Logements sociaux (1/2) : Saint-Maur-des-Fossés, la ville qui n’en voulait pas



Pour le maire de Saint-Maur-des-Fossés, Henri Plagnol (UIM), Cécile Duflot est la ministre « à abattre » : à peine installée au gouvernement, la ministre du Logement a mis en branle la machine législative pour renforcer la loi SRU (loi de Solidarité et de renouvellement urbain) et multiplier par cinq les amendes pour les communes qui refusent de jouer le jeu (22e engagement du candidat Hollande, lire en bas de page).

 

Opposé, comme son prédécesseur, au developpement intensif du logement social, le maire Henri Plagnol fait circuler une pétition contre le loi Duflot.

Opposé, comme son prédécesseur, au developpement intensif du logement social, le maire de Saint-Maure, Henri Plagnol fait circuler une pétition contre le loi Duflot.

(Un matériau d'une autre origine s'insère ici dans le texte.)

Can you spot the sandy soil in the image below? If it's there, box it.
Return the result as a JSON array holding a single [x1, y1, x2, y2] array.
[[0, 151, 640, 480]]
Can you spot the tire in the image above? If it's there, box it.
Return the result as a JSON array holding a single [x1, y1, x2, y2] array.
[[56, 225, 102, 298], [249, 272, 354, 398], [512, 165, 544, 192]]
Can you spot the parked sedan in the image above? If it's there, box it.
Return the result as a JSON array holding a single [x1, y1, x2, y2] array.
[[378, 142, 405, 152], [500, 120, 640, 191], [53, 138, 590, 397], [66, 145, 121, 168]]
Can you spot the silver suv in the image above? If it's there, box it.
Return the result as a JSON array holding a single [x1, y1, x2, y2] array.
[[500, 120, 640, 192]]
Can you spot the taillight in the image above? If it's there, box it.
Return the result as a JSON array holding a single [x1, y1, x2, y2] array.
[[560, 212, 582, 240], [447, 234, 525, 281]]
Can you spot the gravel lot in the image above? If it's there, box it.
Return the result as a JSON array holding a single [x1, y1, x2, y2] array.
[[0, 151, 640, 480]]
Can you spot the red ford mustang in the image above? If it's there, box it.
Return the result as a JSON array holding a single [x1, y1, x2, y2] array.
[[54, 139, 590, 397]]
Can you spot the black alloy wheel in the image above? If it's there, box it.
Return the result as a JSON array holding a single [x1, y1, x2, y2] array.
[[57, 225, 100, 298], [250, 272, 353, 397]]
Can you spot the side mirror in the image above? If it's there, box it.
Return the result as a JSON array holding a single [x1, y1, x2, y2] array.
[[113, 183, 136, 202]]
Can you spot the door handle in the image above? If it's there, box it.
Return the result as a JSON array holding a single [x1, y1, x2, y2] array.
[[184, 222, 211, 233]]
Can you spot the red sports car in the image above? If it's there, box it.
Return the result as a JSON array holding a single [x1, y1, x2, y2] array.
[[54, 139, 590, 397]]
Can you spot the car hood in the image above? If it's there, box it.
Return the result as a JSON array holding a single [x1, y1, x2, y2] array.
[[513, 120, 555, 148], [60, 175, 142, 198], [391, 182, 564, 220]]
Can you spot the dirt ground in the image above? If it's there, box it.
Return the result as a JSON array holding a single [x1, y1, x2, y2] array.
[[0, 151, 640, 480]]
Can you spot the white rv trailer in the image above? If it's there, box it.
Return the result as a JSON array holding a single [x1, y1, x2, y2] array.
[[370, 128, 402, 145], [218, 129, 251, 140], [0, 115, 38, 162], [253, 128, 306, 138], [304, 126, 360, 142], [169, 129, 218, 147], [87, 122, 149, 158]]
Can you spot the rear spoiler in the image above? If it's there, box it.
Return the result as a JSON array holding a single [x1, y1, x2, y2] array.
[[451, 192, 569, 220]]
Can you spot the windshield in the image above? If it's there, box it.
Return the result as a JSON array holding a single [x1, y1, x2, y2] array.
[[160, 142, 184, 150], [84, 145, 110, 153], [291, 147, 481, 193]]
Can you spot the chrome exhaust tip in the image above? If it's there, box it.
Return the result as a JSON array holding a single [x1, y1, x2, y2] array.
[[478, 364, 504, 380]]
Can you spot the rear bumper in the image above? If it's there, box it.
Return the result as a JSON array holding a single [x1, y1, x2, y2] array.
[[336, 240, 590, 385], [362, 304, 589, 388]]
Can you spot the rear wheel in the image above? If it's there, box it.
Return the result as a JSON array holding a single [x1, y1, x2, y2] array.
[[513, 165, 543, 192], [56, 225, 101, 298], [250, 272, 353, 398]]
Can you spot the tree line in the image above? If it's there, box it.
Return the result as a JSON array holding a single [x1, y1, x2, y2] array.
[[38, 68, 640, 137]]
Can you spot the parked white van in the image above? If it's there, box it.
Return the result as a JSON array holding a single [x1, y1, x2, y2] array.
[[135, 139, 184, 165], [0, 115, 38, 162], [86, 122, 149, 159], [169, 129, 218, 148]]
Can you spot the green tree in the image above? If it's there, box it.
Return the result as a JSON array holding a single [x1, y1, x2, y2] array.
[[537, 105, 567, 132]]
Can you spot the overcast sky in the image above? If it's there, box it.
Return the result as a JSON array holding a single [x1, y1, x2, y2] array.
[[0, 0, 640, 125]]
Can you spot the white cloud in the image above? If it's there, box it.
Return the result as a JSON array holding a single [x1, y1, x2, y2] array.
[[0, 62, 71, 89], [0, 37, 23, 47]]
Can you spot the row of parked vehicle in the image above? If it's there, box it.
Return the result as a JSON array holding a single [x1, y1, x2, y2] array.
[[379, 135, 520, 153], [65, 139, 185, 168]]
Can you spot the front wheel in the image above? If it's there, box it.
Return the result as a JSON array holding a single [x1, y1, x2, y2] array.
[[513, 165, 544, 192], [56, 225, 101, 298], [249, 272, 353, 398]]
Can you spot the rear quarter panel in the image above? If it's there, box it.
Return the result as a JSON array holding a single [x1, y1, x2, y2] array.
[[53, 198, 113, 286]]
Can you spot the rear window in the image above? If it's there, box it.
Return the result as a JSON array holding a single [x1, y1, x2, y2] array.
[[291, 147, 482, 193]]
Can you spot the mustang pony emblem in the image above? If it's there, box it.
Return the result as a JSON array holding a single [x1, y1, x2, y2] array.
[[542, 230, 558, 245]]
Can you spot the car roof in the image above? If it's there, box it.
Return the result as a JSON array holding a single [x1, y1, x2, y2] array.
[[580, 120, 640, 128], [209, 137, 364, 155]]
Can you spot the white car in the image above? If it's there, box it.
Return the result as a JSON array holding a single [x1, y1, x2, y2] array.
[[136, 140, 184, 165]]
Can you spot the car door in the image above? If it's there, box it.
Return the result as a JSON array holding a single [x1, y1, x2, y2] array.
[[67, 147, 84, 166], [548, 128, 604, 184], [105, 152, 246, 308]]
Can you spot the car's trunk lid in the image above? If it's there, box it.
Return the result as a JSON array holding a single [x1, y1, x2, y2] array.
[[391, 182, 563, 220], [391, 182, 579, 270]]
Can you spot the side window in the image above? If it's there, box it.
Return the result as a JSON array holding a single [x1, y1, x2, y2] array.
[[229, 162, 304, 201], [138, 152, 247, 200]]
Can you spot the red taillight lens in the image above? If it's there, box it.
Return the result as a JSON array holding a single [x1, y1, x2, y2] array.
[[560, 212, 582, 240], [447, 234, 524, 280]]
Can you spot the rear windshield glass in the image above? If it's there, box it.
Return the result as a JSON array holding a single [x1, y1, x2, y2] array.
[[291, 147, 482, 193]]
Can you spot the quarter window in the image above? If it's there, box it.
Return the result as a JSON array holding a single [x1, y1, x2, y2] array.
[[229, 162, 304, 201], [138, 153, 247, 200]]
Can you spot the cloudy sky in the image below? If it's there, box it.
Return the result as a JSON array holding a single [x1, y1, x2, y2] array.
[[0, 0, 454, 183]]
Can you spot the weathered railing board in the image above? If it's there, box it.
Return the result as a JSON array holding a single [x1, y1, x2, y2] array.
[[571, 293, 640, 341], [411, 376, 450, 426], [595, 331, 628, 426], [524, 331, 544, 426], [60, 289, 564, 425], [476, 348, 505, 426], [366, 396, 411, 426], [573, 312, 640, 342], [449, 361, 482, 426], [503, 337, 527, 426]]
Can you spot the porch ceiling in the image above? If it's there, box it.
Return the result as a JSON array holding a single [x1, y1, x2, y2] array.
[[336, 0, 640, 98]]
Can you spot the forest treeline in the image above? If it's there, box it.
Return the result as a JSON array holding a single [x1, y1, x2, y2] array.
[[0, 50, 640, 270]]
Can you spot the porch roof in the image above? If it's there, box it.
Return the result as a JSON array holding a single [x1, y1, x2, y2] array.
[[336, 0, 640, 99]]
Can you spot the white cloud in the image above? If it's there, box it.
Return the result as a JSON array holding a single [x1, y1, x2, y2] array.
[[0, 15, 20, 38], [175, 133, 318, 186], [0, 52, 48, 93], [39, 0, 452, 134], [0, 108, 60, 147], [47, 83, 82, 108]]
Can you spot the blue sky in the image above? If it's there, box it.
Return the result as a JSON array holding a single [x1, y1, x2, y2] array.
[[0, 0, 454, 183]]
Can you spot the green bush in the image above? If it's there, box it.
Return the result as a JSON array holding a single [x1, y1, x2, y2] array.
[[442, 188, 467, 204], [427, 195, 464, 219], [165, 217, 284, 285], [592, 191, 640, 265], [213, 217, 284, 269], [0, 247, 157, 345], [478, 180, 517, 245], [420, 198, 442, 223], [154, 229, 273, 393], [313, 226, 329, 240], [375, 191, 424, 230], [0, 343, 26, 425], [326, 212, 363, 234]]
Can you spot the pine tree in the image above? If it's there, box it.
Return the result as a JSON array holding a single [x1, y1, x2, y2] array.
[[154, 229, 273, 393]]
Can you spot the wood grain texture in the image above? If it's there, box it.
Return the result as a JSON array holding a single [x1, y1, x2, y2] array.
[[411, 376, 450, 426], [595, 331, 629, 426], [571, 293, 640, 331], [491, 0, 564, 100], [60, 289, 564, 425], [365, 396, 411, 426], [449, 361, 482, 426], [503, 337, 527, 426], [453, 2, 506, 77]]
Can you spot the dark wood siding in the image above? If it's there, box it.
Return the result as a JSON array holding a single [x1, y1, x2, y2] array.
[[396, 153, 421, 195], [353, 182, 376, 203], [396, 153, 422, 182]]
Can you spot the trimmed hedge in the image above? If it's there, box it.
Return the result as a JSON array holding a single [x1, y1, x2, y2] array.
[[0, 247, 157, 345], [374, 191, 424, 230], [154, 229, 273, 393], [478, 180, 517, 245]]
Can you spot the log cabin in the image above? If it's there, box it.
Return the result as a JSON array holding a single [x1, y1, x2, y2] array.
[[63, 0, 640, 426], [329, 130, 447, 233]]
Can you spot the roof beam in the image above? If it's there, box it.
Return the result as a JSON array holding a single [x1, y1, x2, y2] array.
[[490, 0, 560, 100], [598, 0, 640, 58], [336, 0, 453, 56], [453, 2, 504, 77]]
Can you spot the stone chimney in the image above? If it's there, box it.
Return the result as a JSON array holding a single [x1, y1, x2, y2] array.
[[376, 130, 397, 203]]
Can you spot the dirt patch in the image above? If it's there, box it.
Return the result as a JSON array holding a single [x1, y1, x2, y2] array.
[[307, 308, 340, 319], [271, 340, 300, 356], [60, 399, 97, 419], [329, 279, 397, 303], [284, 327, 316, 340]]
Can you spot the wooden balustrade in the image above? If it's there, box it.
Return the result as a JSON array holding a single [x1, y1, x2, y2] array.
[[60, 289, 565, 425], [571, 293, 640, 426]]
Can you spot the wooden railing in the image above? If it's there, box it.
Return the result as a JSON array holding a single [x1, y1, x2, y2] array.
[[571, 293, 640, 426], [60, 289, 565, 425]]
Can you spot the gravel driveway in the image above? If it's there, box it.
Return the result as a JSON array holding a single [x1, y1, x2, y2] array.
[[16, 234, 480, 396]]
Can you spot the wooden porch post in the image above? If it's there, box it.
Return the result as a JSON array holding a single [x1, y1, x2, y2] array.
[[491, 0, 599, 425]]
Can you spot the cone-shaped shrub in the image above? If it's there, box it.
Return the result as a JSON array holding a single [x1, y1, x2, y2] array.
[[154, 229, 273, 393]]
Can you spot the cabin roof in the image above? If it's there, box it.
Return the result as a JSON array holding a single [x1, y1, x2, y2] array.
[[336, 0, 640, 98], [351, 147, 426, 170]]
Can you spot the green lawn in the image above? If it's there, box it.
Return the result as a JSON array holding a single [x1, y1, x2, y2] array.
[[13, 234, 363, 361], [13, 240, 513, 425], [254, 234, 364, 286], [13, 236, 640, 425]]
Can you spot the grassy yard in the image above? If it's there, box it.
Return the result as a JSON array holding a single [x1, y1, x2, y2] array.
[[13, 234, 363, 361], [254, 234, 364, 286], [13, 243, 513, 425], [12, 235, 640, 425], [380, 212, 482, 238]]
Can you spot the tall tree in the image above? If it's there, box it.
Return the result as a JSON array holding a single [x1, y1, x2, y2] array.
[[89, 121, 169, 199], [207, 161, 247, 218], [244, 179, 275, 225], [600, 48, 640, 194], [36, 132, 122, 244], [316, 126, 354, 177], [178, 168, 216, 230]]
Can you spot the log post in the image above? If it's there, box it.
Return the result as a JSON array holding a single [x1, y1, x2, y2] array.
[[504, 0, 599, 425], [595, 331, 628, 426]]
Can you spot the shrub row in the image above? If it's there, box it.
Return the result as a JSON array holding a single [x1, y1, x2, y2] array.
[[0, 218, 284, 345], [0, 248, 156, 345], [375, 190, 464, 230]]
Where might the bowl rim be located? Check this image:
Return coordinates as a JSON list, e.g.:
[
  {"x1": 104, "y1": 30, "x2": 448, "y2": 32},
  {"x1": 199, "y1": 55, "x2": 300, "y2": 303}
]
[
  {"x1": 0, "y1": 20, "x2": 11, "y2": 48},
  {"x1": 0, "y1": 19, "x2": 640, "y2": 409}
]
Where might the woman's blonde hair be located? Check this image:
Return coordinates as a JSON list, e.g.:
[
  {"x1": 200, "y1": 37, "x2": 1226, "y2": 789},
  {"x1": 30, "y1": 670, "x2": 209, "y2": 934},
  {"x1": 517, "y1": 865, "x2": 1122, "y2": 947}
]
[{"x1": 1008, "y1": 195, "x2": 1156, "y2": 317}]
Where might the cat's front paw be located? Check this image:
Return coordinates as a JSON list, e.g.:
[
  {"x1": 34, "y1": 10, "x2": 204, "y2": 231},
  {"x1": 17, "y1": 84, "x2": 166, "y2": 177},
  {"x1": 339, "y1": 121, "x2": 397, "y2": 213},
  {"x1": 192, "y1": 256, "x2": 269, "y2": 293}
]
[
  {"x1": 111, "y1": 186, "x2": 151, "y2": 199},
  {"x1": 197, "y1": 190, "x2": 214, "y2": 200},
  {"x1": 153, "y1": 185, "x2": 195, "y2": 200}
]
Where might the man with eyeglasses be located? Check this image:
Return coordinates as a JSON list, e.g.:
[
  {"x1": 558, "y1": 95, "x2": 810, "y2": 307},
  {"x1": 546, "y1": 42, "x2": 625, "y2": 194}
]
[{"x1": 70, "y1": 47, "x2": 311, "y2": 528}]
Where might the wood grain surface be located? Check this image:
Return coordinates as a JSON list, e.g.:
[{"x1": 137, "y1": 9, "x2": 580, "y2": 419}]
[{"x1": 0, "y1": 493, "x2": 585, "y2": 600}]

Avec à peine 6,5% de logements sociaux, Saint-Maur-des-Fossé, commune pavillonnaire du Val-de-Marne située à moins de 40 minutes de RER du centre de Paris, est régulièrement épinglée par la Fondation Abbé Pierre. Et brandie en symbole de ces communes qui refusent d’assumer leur part de logements sociaux.

Saint-Maur, la plus mauvaise élève des villes de plus de 50.000 habitants selon la Fondation Abbé Pierre.

 

Avec son taux de 6,5% de logements sociaux en 2012, Saint-Maur-des-Fossés est bien loin des 20% exigés jusqu’ici par la loi SRU.  Un écart que ne compte pas rattraper le député-maire, Henri Plagnol (UMP), qui a fait de l’opposition au renforcement de la loi SRU son cheval de bataille. Même si cet écart de 18,5 points avec les exigences de la loi expose la commune à de très lourdes amendes.

A peine moins virulent que son prédécesseur, Jean-Louis Beaumont, Henri Plagnol voit dans la loi SRU une « menace » visant à « défigurer notre urbanisme ou à porter atteinte à votre tranquillité ». C’est en tout cas ce qu’il décrit sur une pétition datée du 19 septembre, un double feuillet A4 distribué dans la ville où s’opposent, encadrés de jaune vif et de bleu roi, de petite structures d’habitations et d’énormes barres HLM des années 70 barrés d’une croix rouge. Barres qui, à Saint-Maur, n’ont jamais existé.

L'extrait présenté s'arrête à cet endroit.